Students program scale race cars to zip around a track while vying for the fastest time By Chris Clay on July 4, 2025

In addition to the programming skills needed to get the car navigating the track, other skills were utilized. Initially, some of the models were leaving the track. So, Shah and his team used their collective leadership skills to ensure everyone stayed motivated and on task while tapping into their problem-solving skills needed to fix the issue.
“I’m certainly glad that I joined AWS DeepRacer,” said Shah. “It was an amazing experience and a valuable one for a student taking Artificial Intelligence with Machine Learning. We really enjoyed it and were having so much fun they had to tell us to go home one night because we had stayed so late working.”
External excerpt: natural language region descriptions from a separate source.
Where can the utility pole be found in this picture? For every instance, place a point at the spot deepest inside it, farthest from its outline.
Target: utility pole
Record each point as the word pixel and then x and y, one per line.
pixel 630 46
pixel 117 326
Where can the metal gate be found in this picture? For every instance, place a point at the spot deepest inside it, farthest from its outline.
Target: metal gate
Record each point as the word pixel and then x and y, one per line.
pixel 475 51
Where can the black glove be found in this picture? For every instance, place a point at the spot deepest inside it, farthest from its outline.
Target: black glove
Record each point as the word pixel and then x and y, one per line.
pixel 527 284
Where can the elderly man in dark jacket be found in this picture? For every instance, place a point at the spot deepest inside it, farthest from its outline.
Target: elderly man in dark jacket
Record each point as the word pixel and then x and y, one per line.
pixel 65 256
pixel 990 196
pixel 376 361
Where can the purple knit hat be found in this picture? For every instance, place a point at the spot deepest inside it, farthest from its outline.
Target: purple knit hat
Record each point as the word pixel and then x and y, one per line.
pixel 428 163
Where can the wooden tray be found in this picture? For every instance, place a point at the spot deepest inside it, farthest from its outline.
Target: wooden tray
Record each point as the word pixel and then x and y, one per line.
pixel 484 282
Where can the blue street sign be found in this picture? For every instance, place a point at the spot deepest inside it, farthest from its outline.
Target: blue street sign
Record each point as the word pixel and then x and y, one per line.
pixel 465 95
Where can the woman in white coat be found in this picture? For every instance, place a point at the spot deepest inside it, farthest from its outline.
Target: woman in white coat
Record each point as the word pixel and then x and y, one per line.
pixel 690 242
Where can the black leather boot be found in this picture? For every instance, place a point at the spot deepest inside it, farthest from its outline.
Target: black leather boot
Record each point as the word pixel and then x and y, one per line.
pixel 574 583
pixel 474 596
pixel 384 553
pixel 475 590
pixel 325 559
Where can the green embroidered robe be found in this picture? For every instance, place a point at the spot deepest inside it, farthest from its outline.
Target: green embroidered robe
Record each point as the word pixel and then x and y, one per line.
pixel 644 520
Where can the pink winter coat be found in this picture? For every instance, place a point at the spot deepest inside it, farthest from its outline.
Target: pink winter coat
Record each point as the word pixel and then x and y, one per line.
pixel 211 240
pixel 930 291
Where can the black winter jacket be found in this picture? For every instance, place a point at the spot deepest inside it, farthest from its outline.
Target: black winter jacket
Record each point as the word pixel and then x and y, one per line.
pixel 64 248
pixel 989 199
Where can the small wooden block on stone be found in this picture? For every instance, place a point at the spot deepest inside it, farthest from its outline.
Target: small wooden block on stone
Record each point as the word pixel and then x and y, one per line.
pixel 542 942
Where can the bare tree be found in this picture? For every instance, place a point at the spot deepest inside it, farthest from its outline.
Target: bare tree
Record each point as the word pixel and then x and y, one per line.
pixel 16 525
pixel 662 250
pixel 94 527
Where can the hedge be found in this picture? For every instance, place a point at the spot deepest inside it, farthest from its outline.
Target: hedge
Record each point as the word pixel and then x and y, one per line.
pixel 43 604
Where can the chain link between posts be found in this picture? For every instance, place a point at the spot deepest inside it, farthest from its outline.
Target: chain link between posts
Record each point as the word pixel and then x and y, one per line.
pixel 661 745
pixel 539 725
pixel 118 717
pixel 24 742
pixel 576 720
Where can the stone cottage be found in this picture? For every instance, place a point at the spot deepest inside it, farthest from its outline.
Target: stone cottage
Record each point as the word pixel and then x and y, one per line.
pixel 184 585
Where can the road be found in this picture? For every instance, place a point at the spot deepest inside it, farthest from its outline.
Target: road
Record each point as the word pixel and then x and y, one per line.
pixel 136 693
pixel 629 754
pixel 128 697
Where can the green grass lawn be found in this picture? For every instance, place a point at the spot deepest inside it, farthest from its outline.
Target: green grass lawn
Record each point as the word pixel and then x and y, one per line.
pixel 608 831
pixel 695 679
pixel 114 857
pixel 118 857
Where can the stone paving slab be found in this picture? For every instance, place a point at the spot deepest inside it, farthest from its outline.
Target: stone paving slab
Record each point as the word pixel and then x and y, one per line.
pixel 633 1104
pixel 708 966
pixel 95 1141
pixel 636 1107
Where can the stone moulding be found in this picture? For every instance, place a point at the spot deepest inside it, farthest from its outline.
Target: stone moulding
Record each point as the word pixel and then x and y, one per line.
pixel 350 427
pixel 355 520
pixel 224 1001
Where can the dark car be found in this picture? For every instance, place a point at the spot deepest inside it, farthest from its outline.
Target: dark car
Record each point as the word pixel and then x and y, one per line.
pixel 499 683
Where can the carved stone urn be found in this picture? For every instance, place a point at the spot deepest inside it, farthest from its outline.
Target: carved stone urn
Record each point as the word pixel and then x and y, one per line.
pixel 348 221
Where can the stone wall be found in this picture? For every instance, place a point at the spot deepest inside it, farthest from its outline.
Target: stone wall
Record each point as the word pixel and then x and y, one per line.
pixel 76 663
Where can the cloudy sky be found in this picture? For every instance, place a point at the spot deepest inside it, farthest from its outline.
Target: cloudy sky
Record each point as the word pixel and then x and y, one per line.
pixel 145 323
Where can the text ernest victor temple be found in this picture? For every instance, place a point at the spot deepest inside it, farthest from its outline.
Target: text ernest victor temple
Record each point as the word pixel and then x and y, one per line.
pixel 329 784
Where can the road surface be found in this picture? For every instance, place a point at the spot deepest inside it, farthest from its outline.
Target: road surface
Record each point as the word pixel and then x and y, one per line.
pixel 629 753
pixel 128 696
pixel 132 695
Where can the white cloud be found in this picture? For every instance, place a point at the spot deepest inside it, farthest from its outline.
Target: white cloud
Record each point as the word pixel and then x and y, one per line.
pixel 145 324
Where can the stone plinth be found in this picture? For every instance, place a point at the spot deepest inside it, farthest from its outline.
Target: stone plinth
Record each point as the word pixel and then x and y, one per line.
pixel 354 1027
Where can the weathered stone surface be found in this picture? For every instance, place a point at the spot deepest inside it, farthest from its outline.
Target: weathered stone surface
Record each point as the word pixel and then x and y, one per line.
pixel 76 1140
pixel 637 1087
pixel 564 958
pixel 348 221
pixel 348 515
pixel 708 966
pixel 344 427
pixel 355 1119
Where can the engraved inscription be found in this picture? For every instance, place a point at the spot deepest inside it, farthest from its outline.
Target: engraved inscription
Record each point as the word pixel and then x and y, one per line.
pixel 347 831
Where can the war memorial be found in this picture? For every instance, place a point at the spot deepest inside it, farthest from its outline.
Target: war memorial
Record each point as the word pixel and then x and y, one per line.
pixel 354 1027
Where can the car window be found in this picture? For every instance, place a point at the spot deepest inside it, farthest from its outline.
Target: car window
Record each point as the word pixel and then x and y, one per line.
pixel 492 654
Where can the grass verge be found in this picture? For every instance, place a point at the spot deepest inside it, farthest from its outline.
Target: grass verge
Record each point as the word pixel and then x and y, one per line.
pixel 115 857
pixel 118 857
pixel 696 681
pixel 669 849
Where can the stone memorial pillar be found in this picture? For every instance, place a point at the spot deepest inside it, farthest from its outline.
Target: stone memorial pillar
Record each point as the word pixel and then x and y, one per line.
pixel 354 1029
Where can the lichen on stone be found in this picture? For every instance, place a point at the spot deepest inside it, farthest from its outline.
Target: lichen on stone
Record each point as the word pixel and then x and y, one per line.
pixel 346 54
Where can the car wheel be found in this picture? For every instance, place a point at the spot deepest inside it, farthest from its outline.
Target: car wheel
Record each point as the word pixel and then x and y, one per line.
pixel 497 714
Mihai Albu is a professor with the Faculty of Applied Sciences & Technology and a researcher at Humber. He’s overseeing Humber’s AWS DeepRacer competition that was expanded this year to include, for the first time, teams from Cambria, Conestoga, Seneca and George Brown colleges.

In total, more than 65 students across 15 teams were at North Campus for the competition.
Albu said the competition is valuable for learners as they develop their programming skills while gaining practical experience.
It also teaches the students about the concept of reinforcement learning, which is a ML technique that trains software to make decisions to achieve the most optimal results. The students learn as they experiment with different parameters in the programming and can see the results of their decisions in real time based on how their model does on the lap.